Monday 27 February 2023

How to snack with diabetes

From eu.coshoctontribune.com

By Emily Marrison

It was so good this week to be back visiting with seniors at the Coshocton Senior Centre. On Thursday, I taught a lesson about healthy eating with diabetes and focused on snacks. We talked about the advantages of choosing snacks that combine carbohydrates with fibre, protein or healthy fats.

What is the advantage of that? It helps in a few ways. The first is a more gradual release of sugar into the bloodstream avoiding spikes to blood sugar levels. Another benefit is feeling fuller longer. These combinations also help us to get more nutrients that our bodies need.

According to University of Illinois Extension, “it is now known that snacks are not needed to regulate blood glucose levels and may cause weight gain or increased blood glucose levels when excessive.” It is important to talk with your physician or dietitian about the best meal plan and approach for you if you are living with diabetes.

Sometimes we can get into a rut with our food choices. Thankfully, the American Diabetes Association has created the Diabetes Food Hub (diabetesfoodhub.org) with food information and lots of great recipes. These are all available from nutrition professionals who specialize in diabetes nutrition.

Here are a few great combinations to try, whether you have diabetes or not, to give you a more balanced approach to snacking.

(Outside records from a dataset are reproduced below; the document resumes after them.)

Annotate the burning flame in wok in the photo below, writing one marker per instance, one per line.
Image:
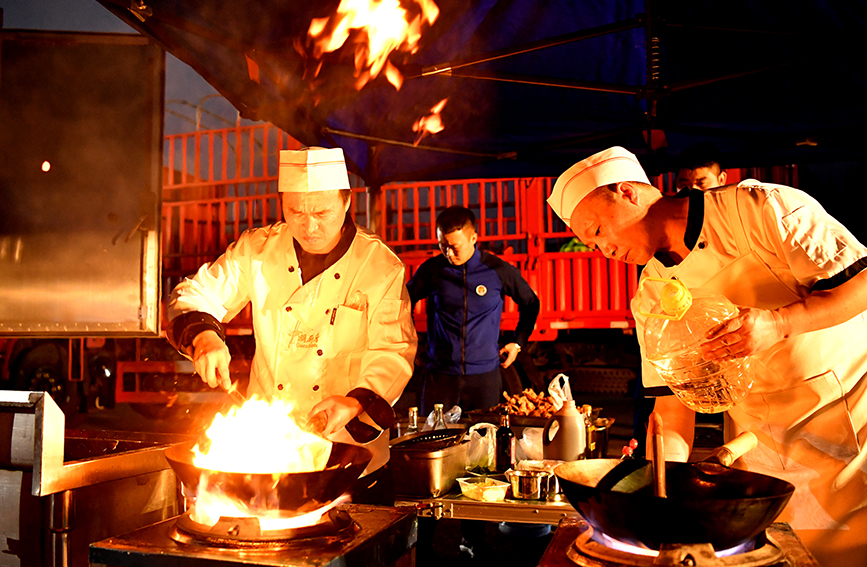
(258, 438)
(430, 124)
(261, 437)
(379, 28)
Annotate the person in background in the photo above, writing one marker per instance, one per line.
(798, 278)
(465, 290)
(331, 314)
(699, 168)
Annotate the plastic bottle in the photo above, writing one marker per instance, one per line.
(412, 424)
(439, 420)
(675, 329)
(565, 435)
(505, 445)
(590, 429)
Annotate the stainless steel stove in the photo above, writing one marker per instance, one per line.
(576, 544)
(355, 535)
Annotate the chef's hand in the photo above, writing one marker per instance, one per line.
(339, 410)
(211, 359)
(752, 331)
(511, 351)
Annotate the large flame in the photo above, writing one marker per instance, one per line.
(382, 27)
(261, 437)
(430, 124)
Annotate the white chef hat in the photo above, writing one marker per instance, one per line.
(312, 169)
(608, 166)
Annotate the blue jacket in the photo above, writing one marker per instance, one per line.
(464, 307)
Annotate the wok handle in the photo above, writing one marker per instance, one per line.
(657, 456)
(727, 454)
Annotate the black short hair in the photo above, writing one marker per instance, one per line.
(455, 218)
(704, 154)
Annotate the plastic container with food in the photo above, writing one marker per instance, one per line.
(482, 488)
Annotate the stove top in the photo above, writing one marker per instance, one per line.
(573, 545)
(375, 535)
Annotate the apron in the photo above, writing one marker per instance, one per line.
(800, 410)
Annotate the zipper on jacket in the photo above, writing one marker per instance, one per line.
(464, 326)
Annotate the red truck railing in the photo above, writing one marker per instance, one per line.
(219, 183)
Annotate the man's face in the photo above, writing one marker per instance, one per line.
(702, 178)
(615, 225)
(458, 246)
(314, 219)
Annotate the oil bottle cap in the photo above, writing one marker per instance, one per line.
(675, 299)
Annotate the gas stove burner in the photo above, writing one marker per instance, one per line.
(245, 533)
(588, 548)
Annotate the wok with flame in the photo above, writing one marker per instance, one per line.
(260, 461)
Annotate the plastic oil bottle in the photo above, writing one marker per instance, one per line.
(565, 435)
(675, 329)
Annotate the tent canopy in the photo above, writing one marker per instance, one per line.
(533, 87)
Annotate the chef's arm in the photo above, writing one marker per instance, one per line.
(387, 365)
(678, 426)
(755, 330)
(200, 337)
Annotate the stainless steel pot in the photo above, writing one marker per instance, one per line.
(529, 485)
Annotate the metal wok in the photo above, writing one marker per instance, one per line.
(706, 503)
(292, 494)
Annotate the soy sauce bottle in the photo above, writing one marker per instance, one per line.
(505, 445)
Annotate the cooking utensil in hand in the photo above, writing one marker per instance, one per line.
(657, 455)
(237, 397)
(316, 423)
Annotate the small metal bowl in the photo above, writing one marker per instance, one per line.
(529, 485)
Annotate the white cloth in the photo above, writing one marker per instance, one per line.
(765, 246)
(305, 350)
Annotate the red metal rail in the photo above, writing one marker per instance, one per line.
(223, 182)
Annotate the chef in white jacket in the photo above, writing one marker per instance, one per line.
(331, 314)
(799, 279)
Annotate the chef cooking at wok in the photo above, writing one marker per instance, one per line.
(331, 314)
(798, 278)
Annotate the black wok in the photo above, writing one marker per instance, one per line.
(706, 503)
(292, 494)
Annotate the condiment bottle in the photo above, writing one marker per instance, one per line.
(565, 437)
(412, 424)
(439, 420)
(590, 429)
(505, 445)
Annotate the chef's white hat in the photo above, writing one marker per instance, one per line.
(312, 169)
(608, 166)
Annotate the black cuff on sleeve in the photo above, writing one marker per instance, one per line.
(379, 410)
(184, 328)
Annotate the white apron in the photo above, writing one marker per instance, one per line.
(798, 406)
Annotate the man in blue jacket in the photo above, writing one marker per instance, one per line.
(465, 290)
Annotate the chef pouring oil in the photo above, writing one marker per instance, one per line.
(676, 327)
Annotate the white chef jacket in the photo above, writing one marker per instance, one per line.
(349, 327)
(766, 246)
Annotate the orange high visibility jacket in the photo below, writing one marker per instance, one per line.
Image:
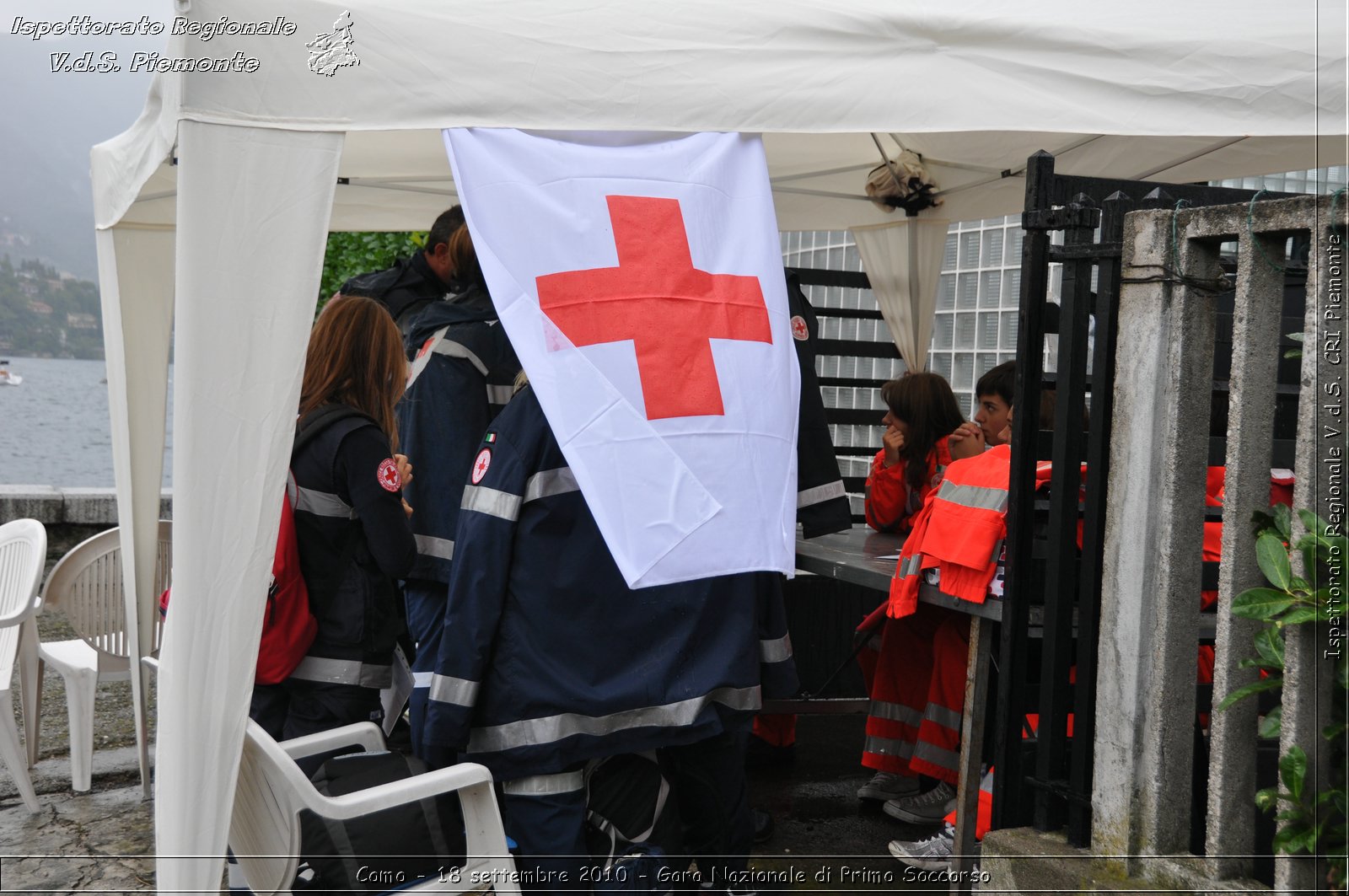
(959, 530)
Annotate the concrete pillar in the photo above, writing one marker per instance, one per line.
(1151, 572)
(1255, 368)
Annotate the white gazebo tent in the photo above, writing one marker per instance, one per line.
(213, 208)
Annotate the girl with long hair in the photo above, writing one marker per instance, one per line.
(922, 416)
(351, 521)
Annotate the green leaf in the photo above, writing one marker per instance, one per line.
(1255, 687)
(1270, 647)
(1298, 615)
(1272, 723)
(1260, 604)
(1274, 561)
(1293, 770)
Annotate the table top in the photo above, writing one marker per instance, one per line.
(867, 557)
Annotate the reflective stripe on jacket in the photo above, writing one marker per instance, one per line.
(548, 659)
(959, 530)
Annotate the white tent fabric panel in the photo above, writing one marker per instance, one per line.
(253, 220)
(135, 287)
(1160, 89)
(816, 177)
(1200, 80)
(707, 65)
(903, 262)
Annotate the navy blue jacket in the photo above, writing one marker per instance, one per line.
(405, 289)
(463, 378)
(822, 505)
(548, 657)
(354, 545)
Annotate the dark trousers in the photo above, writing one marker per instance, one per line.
(708, 783)
(425, 602)
(297, 707)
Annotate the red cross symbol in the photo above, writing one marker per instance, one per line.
(660, 301)
(481, 463)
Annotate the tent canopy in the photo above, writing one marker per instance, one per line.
(212, 211)
(1214, 94)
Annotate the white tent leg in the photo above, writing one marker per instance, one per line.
(135, 285)
(904, 260)
(253, 216)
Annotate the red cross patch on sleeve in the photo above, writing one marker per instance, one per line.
(481, 463)
(388, 475)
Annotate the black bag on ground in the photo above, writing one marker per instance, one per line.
(386, 849)
(632, 824)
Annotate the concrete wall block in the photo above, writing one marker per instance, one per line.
(31, 502)
(91, 507)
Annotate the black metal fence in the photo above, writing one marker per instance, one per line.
(1045, 779)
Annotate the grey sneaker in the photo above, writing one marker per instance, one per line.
(931, 855)
(924, 808)
(888, 786)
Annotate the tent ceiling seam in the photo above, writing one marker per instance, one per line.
(1174, 164)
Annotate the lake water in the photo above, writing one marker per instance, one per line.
(54, 427)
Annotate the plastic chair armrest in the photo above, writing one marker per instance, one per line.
(22, 613)
(364, 734)
(406, 791)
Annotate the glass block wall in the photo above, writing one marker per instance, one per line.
(975, 327)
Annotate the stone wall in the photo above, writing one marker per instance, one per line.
(69, 514)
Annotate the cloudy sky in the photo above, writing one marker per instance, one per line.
(49, 121)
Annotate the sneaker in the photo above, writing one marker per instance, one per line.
(931, 855)
(888, 786)
(924, 808)
(762, 826)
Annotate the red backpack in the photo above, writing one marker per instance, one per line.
(288, 626)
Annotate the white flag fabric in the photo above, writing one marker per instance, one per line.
(641, 282)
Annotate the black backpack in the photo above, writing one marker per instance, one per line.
(632, 824)
(388, 849)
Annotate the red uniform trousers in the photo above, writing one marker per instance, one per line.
(917, 695)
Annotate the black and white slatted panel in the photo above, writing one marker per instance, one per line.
(854, 354)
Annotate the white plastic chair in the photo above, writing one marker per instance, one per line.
(24, 552)
(271, 792)
(87, 587)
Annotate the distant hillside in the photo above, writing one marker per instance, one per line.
(51, 121)
(45, 316)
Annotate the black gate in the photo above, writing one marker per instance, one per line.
(1045, 777)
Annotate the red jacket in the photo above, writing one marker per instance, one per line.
(889, 501)
(959, 532)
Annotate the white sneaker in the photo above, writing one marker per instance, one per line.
(888, 786)
(931, 855)
(923, 808)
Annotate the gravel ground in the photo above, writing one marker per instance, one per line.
(114, 723)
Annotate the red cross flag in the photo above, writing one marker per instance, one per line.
(640, 280)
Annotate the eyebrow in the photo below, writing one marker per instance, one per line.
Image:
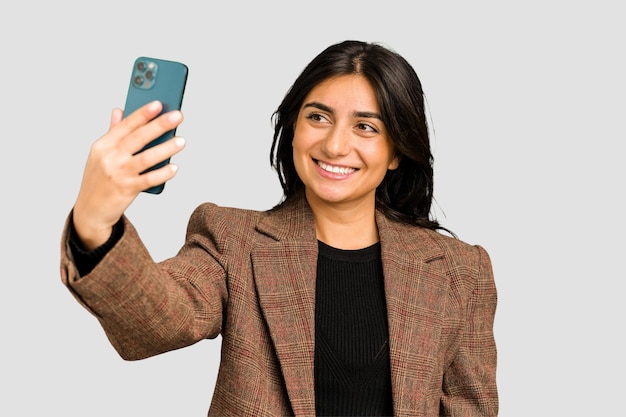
(324, 107)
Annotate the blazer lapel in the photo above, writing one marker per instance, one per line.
(414, 292)
(285, 263)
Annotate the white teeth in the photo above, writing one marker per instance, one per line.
(335, 169)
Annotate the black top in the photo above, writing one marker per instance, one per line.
(352, 369)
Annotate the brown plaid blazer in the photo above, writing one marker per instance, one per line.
(250, 276)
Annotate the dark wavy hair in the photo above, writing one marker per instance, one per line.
(406, 193)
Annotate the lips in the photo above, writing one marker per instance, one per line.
(334, 169)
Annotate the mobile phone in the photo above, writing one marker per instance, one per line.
(156, 79)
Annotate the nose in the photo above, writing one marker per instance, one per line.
(337, 142)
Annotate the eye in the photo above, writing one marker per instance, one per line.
(316, 117)
(366, 128)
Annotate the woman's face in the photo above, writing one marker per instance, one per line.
(341, 149)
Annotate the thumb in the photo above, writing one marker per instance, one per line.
(116, 116)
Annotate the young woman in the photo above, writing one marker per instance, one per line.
(344, 299)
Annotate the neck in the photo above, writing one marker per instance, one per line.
(345, 226)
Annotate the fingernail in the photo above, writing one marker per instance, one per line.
(174, 116)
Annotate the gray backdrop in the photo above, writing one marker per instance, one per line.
(526, 103)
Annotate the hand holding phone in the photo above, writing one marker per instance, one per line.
(156, 79)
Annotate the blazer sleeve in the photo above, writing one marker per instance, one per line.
(147, 308)
(469, 383)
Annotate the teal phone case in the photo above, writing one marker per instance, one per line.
(156, 79)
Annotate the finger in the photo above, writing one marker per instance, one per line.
(139, 117)
(156, 177)
(157, 154)
(136, 140)
(116, 116)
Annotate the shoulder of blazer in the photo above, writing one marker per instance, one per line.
(419, 242)
(290, 220)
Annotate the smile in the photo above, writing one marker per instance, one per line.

Snacks with veggies and fruit:

  • Cream cheese and cucumber sandwiches: Sandwich 1 tsp of cream cheese between two cucumber slices (makes six sandwiches total). (80 calories, 1 g carb)
  • Apple slices and nut butter: Slice half of a medium apple and dip in 1 tbsp peanut or other nut butter. Add a sprinkle of cinnamon for flavor. (150 calories, 15 g carb)
  • Guacamole and raw veggies: dip raw veggie sticks (like cucumber, red bell pepper or radishes) in ¼ cup guacamole. (120 calories, 5 g carb)
  • Fruit and cheese: Have one small piece of fruit (like a plum or clementine) with a string cheese. (110 calories, 9 g carb)
  • Sweet cottage cheese: ½ cup cottage cheese topped with ¼ cup fruit such as berries, chopped pineapple or peaches. (100 calories, 8 g carb)

Snacks with protein:

  • Hard-boiled egg: Prepare several hard-boiled eggs and store unpeeled in the fridge for a quick protein-packed snack. Optional: season with salt and pepper or hot sauce. (80 calories, 0 g carb)
  • Hummus and raw veggies: Dip raw veggie sticks (like cucumber, red bell pepper or radishes) in ¼ cup hummus. (140 calories, 15 g carb)
  • Savory yogurt parfait: Top ½ cup nonfat plain Greek yogurt with ¼ cup chopped cucumber. Drizzle with 1 tsp olive oil and season with salt and pepper. (120 calories, 5 g carb)
  • Cucumber boats: Slice a small cucumber in half lengthwise and scoop out the seeds. Fill one cucumber half with ½ cup tuna or chicken salad. (160 calories, 9 g carb)

Snacks with healthy fats:

  • Avocado bowl: Top half an avocado with 1 to 2 tbsp salsa and 1 tsp shredded cheese — eat it right out of the avocado skin. (125 calories, 7 g carb)
  • Green wrap: Spread ¼ of an avocado over a small (6-inch) whole-wheat tortilla. Top with a handful of fresh greens such as spinach or arugula and wrap tightly. (160 calories, 18 g carb)
  • Celery and peanut butter: fill a few celery sticks with 1 tsp of peanut butter each.
  • Trail mix: combine 1 tbsp each of pumpkin or sunflower seeds, chopped nuts and raisins or other dried fruit. (125 calories, 10 g carb)

Today I will leave you with this quote from Walt Whitman: "Keep your face always toward the sunshine, and shadows will fall behind you."